Si el abate Mas se había sentido alguna vez en el corazón de su religión, era sin duda en este momento. Y tampoco había sentido nunca esta misma religión tan en el fondo de su propio corazón. La soledad de esta iglesita campesina, la singularidad de la reliquia que guardaba y el desencadenamiento de la naturaleza se unían para darle la impresión de una divinidad que sabe comunicarse por todos los medios: los más terribles, los más emocionantes y los más absurdos. Le hizo gracia enterarse un día de que había una oración contra los terremotos, pero comprendía hoy que hubiera personas que recitaran esa oración cuando la tierra se ponía a temblar. «Sólo tenemos una lucecita en la noche para orientarnos y la religión la apaga», ha dicho un filósofo. Pero la religión es también una lucecita en la noche.
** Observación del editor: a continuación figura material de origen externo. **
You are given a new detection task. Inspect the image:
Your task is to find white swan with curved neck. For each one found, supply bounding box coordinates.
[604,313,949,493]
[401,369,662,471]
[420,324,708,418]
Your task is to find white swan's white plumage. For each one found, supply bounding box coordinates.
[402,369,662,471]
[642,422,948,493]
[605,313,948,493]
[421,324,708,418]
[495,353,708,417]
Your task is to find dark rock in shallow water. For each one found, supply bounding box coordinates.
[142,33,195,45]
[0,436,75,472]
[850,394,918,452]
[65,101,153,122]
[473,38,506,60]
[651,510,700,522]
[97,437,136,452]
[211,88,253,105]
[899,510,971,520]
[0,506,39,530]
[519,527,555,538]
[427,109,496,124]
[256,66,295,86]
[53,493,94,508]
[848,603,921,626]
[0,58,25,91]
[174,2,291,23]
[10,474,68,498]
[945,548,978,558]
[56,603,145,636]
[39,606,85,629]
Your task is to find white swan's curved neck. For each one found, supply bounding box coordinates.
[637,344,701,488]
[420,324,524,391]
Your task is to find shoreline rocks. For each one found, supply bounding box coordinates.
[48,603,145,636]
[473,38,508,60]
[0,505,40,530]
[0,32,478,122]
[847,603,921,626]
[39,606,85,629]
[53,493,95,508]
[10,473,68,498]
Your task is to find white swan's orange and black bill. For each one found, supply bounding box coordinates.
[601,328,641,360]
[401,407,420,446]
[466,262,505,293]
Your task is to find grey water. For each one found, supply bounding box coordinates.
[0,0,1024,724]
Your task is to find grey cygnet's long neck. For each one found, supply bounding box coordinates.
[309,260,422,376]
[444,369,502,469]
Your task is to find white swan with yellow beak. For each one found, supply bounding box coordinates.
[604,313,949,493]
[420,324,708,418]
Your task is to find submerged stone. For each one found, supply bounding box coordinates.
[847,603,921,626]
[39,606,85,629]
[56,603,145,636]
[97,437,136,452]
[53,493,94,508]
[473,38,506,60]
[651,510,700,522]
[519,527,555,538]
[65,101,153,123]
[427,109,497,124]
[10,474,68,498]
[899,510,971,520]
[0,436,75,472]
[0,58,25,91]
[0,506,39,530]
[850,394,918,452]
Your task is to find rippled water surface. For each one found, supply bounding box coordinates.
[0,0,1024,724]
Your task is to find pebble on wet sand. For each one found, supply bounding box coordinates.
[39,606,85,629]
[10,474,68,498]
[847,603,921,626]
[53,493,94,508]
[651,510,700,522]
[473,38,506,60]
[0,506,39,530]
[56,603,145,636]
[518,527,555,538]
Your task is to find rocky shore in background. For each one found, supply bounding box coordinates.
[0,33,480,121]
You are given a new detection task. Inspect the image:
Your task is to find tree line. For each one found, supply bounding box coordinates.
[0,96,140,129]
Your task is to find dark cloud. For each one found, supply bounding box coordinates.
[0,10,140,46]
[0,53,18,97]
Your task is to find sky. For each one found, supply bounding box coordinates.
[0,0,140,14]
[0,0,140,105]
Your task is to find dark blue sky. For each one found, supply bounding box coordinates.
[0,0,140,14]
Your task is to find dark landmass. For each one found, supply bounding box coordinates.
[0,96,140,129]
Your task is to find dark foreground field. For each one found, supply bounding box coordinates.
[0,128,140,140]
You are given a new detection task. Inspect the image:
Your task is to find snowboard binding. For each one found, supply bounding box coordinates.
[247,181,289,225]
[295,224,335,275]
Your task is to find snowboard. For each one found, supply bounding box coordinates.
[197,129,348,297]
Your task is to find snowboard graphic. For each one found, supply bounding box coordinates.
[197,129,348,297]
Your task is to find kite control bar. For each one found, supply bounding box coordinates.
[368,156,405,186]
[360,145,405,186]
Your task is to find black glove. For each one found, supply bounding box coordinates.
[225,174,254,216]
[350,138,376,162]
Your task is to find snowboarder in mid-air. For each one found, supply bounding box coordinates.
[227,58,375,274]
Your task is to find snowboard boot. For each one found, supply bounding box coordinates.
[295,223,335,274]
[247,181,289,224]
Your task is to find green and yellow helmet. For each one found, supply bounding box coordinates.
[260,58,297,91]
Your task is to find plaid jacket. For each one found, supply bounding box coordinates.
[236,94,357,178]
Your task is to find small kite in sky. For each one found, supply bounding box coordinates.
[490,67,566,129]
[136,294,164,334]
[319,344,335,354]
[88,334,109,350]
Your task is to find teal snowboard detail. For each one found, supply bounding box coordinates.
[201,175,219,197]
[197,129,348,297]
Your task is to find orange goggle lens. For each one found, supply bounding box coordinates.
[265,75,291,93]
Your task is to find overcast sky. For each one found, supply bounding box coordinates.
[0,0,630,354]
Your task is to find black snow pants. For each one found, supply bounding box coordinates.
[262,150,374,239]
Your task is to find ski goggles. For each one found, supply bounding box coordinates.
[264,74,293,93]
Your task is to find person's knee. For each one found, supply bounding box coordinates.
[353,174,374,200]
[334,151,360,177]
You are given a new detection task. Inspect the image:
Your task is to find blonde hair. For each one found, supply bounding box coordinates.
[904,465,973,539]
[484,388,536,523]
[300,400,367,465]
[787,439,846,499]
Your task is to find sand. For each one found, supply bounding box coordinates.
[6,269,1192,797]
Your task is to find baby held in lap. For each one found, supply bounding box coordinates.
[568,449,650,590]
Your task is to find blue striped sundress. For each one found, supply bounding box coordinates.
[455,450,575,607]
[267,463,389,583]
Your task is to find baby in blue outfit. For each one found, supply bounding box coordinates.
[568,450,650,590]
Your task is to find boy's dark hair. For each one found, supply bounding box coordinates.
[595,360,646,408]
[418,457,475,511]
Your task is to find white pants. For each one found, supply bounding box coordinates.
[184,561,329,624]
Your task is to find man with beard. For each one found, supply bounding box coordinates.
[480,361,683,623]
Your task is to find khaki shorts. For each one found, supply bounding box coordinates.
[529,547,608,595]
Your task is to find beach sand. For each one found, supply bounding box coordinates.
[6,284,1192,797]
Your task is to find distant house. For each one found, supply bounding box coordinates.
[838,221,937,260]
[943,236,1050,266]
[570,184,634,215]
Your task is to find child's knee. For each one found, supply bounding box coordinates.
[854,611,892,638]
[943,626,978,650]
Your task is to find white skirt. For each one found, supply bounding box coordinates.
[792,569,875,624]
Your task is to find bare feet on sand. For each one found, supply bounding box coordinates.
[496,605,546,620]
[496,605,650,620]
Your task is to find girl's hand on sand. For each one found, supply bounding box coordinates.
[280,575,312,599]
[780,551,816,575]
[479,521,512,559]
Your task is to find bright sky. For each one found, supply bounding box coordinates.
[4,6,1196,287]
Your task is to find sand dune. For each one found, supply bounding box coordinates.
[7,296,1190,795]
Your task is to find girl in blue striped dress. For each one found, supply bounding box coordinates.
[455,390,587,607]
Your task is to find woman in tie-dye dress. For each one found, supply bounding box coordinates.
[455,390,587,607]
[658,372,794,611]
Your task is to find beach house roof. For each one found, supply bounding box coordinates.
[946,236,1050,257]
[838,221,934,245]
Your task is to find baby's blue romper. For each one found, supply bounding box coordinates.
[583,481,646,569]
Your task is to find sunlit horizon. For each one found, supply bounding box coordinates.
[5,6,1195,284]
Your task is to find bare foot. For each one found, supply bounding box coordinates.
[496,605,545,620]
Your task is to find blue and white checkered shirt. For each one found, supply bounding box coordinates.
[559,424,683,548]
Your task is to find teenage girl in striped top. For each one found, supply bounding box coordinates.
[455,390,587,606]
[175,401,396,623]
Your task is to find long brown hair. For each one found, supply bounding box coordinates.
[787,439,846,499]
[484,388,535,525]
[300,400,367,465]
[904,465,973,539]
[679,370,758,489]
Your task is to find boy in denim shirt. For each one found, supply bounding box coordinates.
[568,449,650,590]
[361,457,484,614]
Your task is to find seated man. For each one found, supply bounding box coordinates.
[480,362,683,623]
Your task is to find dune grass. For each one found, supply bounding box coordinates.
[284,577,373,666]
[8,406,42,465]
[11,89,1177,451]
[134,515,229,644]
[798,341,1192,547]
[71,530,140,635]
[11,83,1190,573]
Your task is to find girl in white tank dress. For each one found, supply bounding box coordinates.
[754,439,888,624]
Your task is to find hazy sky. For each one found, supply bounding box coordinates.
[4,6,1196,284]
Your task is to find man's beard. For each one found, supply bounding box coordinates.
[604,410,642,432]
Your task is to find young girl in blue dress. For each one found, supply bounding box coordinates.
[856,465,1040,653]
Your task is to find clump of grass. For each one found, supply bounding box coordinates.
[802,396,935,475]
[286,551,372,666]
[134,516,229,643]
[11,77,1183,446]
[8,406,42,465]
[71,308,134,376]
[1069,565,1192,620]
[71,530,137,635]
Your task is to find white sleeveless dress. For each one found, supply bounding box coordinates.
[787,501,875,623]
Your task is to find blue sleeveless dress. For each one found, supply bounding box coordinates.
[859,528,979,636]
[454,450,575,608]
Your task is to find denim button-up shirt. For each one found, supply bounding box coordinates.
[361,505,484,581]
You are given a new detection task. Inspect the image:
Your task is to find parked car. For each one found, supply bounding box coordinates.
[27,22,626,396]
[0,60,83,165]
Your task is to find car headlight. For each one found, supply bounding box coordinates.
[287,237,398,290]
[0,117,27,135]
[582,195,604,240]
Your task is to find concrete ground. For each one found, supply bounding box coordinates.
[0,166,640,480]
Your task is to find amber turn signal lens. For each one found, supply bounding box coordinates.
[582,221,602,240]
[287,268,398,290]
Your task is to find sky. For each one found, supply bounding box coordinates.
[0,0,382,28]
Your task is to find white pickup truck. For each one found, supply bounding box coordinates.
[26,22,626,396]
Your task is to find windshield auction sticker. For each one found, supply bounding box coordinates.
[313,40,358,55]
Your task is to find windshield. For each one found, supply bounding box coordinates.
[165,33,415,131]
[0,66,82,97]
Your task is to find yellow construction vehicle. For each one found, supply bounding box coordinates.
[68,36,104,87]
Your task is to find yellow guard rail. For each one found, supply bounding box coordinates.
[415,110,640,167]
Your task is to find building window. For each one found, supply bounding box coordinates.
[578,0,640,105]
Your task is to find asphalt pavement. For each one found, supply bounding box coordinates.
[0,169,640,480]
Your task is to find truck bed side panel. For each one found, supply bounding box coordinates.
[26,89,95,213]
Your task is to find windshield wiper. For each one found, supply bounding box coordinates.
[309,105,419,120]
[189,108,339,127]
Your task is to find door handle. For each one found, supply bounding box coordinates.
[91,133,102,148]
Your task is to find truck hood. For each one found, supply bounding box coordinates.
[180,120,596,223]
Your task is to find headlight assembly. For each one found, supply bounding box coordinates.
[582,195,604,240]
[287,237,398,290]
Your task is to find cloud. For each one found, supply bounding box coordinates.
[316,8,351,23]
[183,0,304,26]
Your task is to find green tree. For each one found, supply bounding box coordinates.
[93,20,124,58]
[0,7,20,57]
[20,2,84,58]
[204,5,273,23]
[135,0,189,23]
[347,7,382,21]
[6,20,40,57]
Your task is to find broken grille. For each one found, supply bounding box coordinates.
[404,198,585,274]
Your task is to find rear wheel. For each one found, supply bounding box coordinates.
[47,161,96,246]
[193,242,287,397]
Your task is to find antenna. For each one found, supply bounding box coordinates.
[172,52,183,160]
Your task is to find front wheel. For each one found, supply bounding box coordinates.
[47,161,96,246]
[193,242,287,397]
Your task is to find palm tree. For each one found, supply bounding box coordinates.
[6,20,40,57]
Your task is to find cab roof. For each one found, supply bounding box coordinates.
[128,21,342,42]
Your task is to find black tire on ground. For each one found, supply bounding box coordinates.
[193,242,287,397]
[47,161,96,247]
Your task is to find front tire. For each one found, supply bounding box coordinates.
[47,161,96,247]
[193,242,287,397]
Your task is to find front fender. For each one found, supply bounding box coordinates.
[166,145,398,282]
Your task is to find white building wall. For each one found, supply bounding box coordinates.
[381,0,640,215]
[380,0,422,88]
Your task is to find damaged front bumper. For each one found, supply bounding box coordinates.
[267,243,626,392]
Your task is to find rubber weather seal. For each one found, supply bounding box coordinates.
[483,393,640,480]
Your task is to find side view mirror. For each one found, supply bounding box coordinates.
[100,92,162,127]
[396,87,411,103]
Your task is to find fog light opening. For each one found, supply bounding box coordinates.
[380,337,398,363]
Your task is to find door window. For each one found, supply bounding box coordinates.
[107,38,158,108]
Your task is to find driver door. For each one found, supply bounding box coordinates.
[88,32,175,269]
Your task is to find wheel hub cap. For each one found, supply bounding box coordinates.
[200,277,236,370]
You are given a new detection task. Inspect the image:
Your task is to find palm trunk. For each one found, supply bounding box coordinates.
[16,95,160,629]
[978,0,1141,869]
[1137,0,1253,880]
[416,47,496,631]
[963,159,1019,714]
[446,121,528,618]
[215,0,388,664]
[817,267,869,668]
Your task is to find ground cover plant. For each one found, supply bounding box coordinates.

La tierra no temblaba en Calcata y los dos cirios seguían encendidos en el altar. Los vidrios temblaban un poco menos bajo el diluvio estival, que disminuía poco a poco. El cielo se aclaró. Un rayo de sol vino a acariciar a la iglesia de los Santos Cornelio y Cipriano, al cura, a los dos chierichetti y a los peregrinos del Santo Prepucio.